En premier lieu, la cour rappelle :
— d’une part que l’employeur n’est pas tenu de procéder à une mise à pied conservatoire avant d’engager une procédure disciplinaire, de sorte qu’il ne saurait en être déduit de son absence que l’employeur aurait considéré que la poursuite du contrat de travail était possible,
— d’autre part que la lettre de licenciement fixe les limite du litige, de sorte que les développements et pièces que les parties consacrent à la démonstration pour les unes d’une consommation régulière d’alcool sur le lieu de travail et pour les autres à la contestation de son alcoolisme, sont sans conséquence sur la solution du litige qui, s’agissant de ce grief, ne porte que sur la journée du 19 décembre 2020.

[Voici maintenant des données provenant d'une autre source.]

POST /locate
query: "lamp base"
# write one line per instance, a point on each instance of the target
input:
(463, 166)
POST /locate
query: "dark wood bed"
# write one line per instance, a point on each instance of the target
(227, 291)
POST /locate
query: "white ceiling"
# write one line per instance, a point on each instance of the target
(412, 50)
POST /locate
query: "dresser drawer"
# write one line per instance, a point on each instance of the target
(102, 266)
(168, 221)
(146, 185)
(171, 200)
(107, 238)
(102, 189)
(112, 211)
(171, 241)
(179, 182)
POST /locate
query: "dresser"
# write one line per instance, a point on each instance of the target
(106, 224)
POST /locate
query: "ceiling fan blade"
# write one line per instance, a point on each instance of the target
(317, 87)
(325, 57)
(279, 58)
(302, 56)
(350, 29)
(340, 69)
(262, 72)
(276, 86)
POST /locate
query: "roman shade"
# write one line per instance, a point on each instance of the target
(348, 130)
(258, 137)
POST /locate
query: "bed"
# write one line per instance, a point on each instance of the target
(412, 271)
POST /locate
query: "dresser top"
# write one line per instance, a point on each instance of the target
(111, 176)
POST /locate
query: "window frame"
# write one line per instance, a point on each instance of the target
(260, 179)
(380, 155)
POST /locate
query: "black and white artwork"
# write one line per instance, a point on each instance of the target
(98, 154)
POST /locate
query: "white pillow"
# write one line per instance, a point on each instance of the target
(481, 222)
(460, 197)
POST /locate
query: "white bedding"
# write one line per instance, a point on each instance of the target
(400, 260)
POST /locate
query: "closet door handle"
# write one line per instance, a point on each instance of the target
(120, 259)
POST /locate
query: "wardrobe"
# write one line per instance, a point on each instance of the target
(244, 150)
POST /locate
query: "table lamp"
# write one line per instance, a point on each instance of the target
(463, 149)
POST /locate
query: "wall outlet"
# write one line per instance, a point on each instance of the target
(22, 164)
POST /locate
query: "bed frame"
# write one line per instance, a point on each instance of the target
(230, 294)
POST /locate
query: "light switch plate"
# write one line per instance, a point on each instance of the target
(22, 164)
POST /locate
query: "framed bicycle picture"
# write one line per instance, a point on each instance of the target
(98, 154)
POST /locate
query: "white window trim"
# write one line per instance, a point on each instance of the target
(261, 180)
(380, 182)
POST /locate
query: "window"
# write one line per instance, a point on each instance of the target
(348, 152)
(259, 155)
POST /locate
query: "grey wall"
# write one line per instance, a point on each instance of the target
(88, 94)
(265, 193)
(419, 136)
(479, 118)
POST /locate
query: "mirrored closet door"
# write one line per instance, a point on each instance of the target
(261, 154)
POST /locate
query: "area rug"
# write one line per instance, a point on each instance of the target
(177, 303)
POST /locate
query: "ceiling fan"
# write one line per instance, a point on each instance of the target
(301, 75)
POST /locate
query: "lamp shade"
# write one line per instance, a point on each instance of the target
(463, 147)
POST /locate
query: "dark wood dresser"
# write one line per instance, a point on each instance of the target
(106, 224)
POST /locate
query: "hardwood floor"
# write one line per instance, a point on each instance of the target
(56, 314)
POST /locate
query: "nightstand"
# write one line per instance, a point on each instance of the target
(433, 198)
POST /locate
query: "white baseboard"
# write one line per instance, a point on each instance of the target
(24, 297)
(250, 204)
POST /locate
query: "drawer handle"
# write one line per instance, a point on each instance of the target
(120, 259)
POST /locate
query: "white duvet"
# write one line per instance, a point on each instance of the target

S’agissant du premier grief relatif au fait d’avoir, le 19 décembre 2020, passé l’après-midi à consommer et servir de l’alcool à des personnes étrangères à l’entreprise en pleine période de confinement et en ignorant les gestes barrières et les interdictions d’être à son poste, de surcroît sans les payer ou les faire payer, il ressort du planning de service produit que le 19 décembre 2020 M. [C] devait travailler de 18h30 à 21h30 avec Mme [K]. Or celle-ci atteste qu’il avait 'pas mal bu durant la soirée', au point de ne pouvoir raccompagner un apprenti, ce que confirme les images de vidéo-surveillance dont il ressort qu’entre 11h45 et 20h47, soit largement au delà des heures d’ouverture autorisée, M. [C] est régulièrement vu en train de consommer de l’alcool assis au comptoir ou debout derrière celui-ci, parfois seul mais aussi très souvent en compagnie d’autres personnes dont plusieurs ne sont pas identifiées comme des salariés du restaurant. Il peut être constatée que ces personnes consomment également de l’alcool, ce qui contredit l’affirmation de M. [C] selon laquelle il n’a servi qu’un verre. Enfin, il ressort de ces images qu’en présence de ces clients, et à l’instar de ceux-ci, M. [C] porte son masque de protection au niveau du menton.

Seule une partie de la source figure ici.